Luminex expects that in connection with establishing their initial hedges of these transactions, the Option Counterparties and/or their respective affiliates will enter into various derivative transactions with respect to Luminex’s common stock and/or purchase Luminex’s common stock in secondary market transactions concurrently with, or shortly after, the pricing of the Convertible Notes. This activity could increase (or reduce the size of any decrease in) the market price of Luminex’s common stock or the Convertible Notes at that time. In addition, Luminex expects that the Option Counterparties and/or their respective affiliates may modify their hedge positions by entering into or unwinding various derivatives with respect to Luminex’s common stock and/or purchasing or selling Luminex’s common stock or other securities of Luminex in secondary market transactions following the pricing of the Convertible Notes and prior to the maturity of the Convertible Notes (and are likely to do so following conversion of the Convertible Notes or during any observation period related to a conversion of Convertible Notes). These activities could also cause or avoid an increase or a decrease in the market price of Luminex’s common stock or the Convertible Notes, which could affect the ability of holders of Convertible notes to convert the Convertible Notes and, to the extent the activities occur following conversion or during any observation period related to a conversion of the Convertible Notes, could affect the amount of cash and/or the number and value of shares of Luminex’s common stock that holders will receive upon conversion of the Convertible Notes.

Luminex intends to use approximately $34.7 million of the net proceeds from the private placement to pay the net cost of the convertible note hedge transactions (after such cost is partially offset by the proceeds to Luminex from the warrant transactions). Luminex intends to use the remaining net proceeds of the offering for working capital and other general corporate purposes.

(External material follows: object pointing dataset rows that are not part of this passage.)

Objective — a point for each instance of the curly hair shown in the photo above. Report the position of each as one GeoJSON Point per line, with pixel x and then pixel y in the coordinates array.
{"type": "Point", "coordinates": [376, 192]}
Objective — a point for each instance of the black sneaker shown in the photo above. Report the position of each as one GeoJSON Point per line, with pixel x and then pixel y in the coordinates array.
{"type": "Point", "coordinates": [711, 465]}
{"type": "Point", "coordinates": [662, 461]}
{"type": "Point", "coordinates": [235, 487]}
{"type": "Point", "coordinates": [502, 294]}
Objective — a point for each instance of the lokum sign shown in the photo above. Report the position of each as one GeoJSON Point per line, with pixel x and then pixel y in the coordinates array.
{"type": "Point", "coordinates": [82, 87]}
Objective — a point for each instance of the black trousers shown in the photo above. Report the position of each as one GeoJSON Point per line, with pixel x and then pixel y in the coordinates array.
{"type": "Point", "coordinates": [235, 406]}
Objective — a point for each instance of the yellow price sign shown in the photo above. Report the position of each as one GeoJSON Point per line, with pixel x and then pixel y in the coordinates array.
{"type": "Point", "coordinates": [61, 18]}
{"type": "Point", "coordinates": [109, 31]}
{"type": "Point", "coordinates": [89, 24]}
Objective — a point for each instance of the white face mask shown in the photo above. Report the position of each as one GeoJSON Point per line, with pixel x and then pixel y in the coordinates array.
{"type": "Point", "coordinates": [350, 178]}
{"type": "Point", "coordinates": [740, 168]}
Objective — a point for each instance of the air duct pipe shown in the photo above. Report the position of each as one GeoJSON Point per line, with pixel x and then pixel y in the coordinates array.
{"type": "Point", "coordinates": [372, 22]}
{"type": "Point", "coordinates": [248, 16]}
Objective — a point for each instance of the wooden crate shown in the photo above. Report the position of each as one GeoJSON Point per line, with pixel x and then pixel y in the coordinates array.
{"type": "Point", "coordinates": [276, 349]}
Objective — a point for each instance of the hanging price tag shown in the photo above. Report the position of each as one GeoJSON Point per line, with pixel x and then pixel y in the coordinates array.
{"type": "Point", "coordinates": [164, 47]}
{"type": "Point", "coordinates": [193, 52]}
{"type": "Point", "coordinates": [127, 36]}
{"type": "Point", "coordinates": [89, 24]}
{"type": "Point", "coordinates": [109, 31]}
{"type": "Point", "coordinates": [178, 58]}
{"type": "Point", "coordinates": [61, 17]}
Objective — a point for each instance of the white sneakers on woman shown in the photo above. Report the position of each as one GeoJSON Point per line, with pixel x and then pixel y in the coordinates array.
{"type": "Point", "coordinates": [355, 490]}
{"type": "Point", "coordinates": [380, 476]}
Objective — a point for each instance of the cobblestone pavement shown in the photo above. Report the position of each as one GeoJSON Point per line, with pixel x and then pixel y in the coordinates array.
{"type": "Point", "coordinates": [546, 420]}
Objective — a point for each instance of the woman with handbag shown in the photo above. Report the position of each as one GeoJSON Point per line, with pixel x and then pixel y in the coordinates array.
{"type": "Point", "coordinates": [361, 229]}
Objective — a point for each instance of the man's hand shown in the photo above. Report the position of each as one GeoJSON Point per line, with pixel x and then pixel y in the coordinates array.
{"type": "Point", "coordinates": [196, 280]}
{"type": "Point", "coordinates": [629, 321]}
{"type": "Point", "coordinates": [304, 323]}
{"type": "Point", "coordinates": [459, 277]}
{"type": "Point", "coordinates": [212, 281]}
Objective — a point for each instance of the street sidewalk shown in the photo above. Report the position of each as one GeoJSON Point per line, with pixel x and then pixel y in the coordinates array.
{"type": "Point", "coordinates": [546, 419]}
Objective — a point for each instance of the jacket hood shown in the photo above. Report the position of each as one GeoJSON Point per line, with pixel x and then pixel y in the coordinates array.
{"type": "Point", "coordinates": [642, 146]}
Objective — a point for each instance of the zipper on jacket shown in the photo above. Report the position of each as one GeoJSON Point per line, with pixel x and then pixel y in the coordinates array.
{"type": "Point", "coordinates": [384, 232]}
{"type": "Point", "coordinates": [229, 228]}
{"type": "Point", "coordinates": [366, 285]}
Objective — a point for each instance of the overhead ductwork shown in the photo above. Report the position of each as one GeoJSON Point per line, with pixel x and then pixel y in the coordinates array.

The private placement is only being made pursuant to Section 4(a)(2) under the Securities Act to purchasers that are both "institutional accredited investors" (as defined in Rule 501 promulgated under the Securities Act) and "qualified institutional buyers" (as defined in Rule 144A under the Securities Act). Neither the Convertible Notes nor any shares of Luminex’s common stock issuable upon conversion of the Convertible Notes have been or are expected to be registered under the Securities Act or under any state securities laws and, unless so registered, may not be offered or sold in the United States except pursuant to an exemption from, or in a transaction not subject to, the registration requirements of the Securities Act and applicable state securities laws.